Inchiesta sul ruolo della ’ndrangheta
di Roberto Galullo
Le cosche hanno mantenuto volontariamente alta la tensione durante gli scontri di Rosarno.
Feriti (50) e schioppettate per, le campagne di Rosarno. Accerchiamenti e sprangate, disperati in fuga. E la questura che vuole smantellare le tante baraccopoli in giro per la città. Il terzo giorno di scontri nella città della Piana reggina di Gioia, dopo la violenze scatenate dai lavoratori stagionali attaccati in precedenza, è filato via tra bus organizzati dal Viminale che hanno allontanato verso centri di accoglienza altri extracomunitari (in tutto un migliaio) dai luoghi in cui erano tornati a rifugiarsi e, soprattutto, l’abile regia delle cosche che ha mantenuto volontariamente alta la tensione in tutta l’area.

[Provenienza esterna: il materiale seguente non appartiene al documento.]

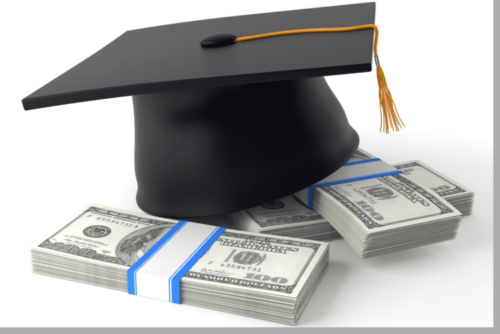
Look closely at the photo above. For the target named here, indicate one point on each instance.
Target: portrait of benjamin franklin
(135, 245)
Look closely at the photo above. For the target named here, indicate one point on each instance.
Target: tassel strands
(389, 116)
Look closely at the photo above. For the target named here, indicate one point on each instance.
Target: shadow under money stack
(249, 274)
(451, 191)
(285, 217)
(386, 214)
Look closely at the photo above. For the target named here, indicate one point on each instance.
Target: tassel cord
(389, 115)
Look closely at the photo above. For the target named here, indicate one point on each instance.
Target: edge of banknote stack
(254, 275)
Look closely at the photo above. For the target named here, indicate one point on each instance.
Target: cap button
(216, 40)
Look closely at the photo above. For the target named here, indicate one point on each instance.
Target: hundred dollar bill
(386, 214)
(450, 190)
(288, 216)
(109, 238)
(360, 155)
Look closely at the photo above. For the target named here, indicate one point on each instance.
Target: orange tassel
(389, 116)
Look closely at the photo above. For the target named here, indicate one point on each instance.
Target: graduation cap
(231, 112)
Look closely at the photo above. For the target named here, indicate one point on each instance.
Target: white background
(438, 59)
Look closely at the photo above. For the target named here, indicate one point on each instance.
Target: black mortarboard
(221, 129)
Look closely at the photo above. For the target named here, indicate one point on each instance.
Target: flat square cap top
(170, 57)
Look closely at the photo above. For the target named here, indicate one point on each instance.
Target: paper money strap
(350, 172)
(157, 274)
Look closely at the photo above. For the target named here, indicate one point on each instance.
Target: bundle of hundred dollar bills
(375, 216)
(290, 217)
(249, 274)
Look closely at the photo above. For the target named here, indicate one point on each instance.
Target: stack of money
(386, 214)
(454, 193)
(290, 217)
(287, 217)
(250, 274)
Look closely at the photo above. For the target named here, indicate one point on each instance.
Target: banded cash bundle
(290, 217)
(250, 274)
(386, 214)
(454, 193)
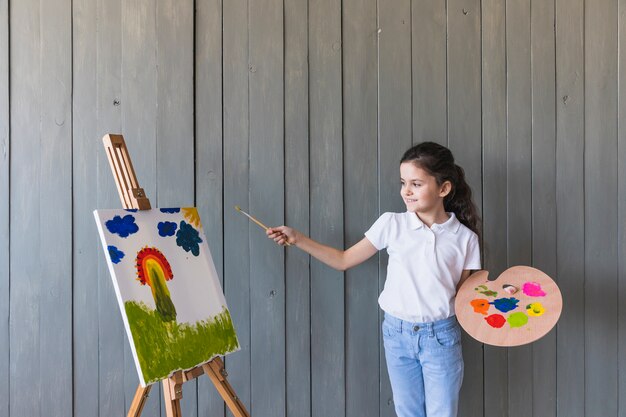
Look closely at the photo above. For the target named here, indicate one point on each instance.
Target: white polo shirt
(425, 264)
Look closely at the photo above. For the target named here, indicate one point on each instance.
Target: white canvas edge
(120, 300)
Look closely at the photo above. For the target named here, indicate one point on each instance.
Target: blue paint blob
(170, 210)
(115, 254)
(188, 238)
(167, 228)
(123, 226)
(505, 304)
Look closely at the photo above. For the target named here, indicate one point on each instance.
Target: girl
(433, 247)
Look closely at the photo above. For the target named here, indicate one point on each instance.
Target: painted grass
(166, 347)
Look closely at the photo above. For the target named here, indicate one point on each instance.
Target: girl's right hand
(283, 235)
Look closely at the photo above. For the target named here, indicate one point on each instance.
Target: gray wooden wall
(299, 111)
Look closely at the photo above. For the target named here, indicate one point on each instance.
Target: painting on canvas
(167, 287)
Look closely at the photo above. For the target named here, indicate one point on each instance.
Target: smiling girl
(433, 247)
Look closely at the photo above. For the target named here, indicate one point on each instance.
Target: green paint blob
(164, 346)
(517, 319)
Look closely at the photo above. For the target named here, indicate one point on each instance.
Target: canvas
(167, 287)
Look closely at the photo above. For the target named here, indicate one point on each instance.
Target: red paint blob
(496, 320)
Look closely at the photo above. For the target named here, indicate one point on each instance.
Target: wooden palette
(491, 315)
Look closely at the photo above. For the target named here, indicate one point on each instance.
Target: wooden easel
(133, 197)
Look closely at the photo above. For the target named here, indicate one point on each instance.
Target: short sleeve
(378, 234)
(472, 257)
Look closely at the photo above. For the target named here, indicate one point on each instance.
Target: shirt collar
(451, 225)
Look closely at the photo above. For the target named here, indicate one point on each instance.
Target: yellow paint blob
(535, 309)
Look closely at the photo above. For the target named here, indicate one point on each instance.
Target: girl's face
(420, 190)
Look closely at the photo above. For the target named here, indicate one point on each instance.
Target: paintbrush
(255, 220)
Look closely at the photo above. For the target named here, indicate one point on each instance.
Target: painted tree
(154, 269)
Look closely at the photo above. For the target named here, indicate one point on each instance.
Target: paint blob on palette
(519, 307)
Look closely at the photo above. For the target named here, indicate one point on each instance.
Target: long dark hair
(438, 161)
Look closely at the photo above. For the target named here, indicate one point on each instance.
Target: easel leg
(173, 392)
(141, 395)
(215, 370)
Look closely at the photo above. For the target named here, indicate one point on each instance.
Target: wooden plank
(87, 253)
(25, 220)
(494, 199)
(544, 256)
(429, 75)
(112, 342)
(600, 170)
(236, 183)
(139, 104)
(174, 122)
(327, 285)
(570, 222)
(464, 140)
(55, 207)
(208, 144)
(4, 207)
(519, 183)
(297, 283)
(395, 125)
(621, 206)
(267, 284)
(360, 131)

Cinque i fermi convalidati. Spunta (sul web) pure l’ipotesi di uno sciopero per marzo.
In prima fila, a scandire i ritmi della protesta, a partire da quella all’ex oleificio occupato dagli extracomunitari e protetto da un cordone di polizia, la famiglia Bellocco. Antonio, rampollo emergente della famiglia mafiosa, il giorno prima è stato arrestato durante gli scontri insieme ad altri due pregiudicati, uno dei quali era stato condannato in primo grado per l’omicidio della fidanzata. Ieri le consegne delle famiglie mafiose sono passate all’esercito di disperati sui quali può contare la ’ndrangheta e che hanno seguito le disposizioni: reagire con violenza allo smacco subito dai "negri". Riportare nelle mani delle cosche il bastone del comando. Mischiate tra il centinaio di persone radunate davanti all’oleificio da Domenico Ventre, ex assessore alla Protezione civile della Giunta sciolta per mafia, c’erano parecchi volti, in gran parte giovani, conosciuti dalle forze dell’ordine. Mentre loro, inveendo contro Stato, regione, immigrati e santificando la pulizia della precedente Giunta, attendevano al varco i bus, a Roma lo Stato prendeva decisioni.
Alla task force governativa per gli interventi finalizzati all’organizzazione di centri di aggregazione sociale, per la bonifica di zone disagiate e per l’investimento in opportunità di sviluppo, l’esecutivo ha messo a disposizione 1,9 milioni attinti dalle risorse sequestrate alla ’ndrangheta e immediatamente utilizzabili. Lo ha annunciato Tonino Malerba, delegato regionale della Croce rossa, che si trova nell’unità di crisi allestita dalla Prefettura. Risorse che serviranno anche per ricondurre a condizioni umane la vita dei lavoratori che resteranno sul territorio. Ed è quanto ha affermato anche il Segretario di Stato, cardinale Tarcisio Bertone. «La giustizia - ha affermato - deve guardare innanzitutto ai poveri e agli oppressi ed essere amministrata con umiltà, nella consapevolezza che giustizia e pace non sono raggiungibili senza Dio e senza grazia».
Dio e grazia cui le cosche hanno sempre contrapposto una cultura di morte e omertà. Ne è convinto Giuseppe Creazzo, capo della Procura della Repubblica di Palmi. «Quando il fenomeno assume certe dimensioni - dichiara al Sole-24 Ore - c’è sempre di mezzo la ’ndrangheta. Qui c’è una società che produce nel proprio seno la cultura ’ndranghetista. Le persone che abbiamo arrestato ieri, una delle quali si è spinto a tutta velocità con una ruspa contro le persone che aveva trovato di fronte, sono tutte riconducibili direttamente o indirettamente alla cosca Bellocco».
Stefano Musolino, sostituto procuratore della Repubblica, ricorda un episodio dello scorso anno quando fu invece arrestato un componente di infimo livello vicino all’altra cosca, Pesce. «Questa persona - afferma - imponeva il taglieggiamento a molti extracomunitari. Parliamo di mance, due o tre euro al giorno». Uno dei tanti cani sciolti che le cosche lasciano vagabondare per riaffermare che la giustizia, da queste parti, è (spesso) solo quella della ’ndrangheta.